The public utility group is also likely to see robust earnings contribution from its water and waste segment, according to RHB Research.
Taliworks recorded third quarter (Q3 2021) core profit after tax after minority interest (Patami) of RM35.9mil, up 112% year-on-year, largely boosted by the RM43.5mil cash compensation from the government, for the non-increase in 2020’s Grand Saga highway scheduled toll hikes.
This brought core Patami for the nine-month period to RM57.2mil, which was “at 104% and 89% of our and street’s expectations”, said RHB Research.
A 1.65 sen third interim dividend was declared for the quarter, bringing nine months’ dividends to 4.95 sen.
The research firm said its nine months 2021 core Patami excludes the write-back of overprovision for heavy repairs of RM2.8mil from Grand Saga, and gains on disposal of Taliworks Langkawi’s property, plant and equipment and sundry income of RM2.7mil in Q3 of 2021, amongst others.
It noted that both toll roads saw weaker Q3 2021 ADT due to the travel restrictions from June 1, but the water treatment, supply and distribution segment recorded steady core earnings before interest and taxes.

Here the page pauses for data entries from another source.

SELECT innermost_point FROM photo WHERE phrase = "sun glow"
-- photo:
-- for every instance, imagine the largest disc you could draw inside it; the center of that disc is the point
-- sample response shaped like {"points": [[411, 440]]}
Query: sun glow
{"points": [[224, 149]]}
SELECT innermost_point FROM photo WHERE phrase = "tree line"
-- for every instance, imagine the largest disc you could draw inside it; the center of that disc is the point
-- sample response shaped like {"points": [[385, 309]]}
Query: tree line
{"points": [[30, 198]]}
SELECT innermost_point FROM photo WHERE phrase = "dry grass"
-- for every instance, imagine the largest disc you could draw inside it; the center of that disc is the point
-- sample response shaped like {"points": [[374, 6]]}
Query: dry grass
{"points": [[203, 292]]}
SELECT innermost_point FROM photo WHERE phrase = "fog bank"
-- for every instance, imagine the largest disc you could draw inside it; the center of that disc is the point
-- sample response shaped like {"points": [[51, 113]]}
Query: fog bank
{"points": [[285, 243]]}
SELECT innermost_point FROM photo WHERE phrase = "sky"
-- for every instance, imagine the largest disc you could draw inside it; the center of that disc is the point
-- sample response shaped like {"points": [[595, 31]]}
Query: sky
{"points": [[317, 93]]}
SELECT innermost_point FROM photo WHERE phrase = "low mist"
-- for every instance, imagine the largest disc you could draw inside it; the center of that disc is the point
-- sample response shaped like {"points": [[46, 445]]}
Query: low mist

“Meanwhile, its waste-management associate continues to achieve higher revenue on the back of better solid waste collection and public cleansing services performed, while operational expenditure narrowed on lower depreciation charges and subcontractor costs,” added RHB Research.

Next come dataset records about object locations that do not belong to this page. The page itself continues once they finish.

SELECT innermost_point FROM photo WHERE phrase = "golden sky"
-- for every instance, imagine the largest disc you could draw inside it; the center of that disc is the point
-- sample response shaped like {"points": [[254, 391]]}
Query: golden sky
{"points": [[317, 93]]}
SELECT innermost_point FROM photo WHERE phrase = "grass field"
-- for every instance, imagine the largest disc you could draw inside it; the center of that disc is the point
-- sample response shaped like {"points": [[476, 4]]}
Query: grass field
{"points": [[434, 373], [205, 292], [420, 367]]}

Following this the research firm said that it is raising FY21-FY23 forecast earnings by 30%, 11% and 13%, respectively.
Valuation wise, the stock is trading at 10.4 times FY22 EV/Ebitda (enterprise value/earnings before interest, taxes, depreciation and amortisation).
This comes “at -1.4 standard deviation from its five-year average rolling forward mean, which we think is attractive, considering the high dividend yield of 8%.”
Meanwhile CGS CIMB Research noted that Taliworks has confirmed that it has submitted its tender for the Sg Rasau Water Supply Scheme in Selangor.
The project award decision is likely by end-2021 and it believes that the company has a fair chance of securing a portion of the water treatment plant works, given its experience in Sungai Selangor Phase 1.
The research firm said that it raised FY21 forecast earnings per share (EPS) by 17% to account for the toll compensation, but FY22 forecast EPS is cut by 2.6% to reflect the one-off 33% prosperity tax announced in Budget 2022, which will impact associate SWM Environment Holdings.
It reiterates its add call on the stock and raised target price to 96 sen.
Potential re-rating catalysts include stronger earnings post completion of the delayed solar venture and revival of water contract wins.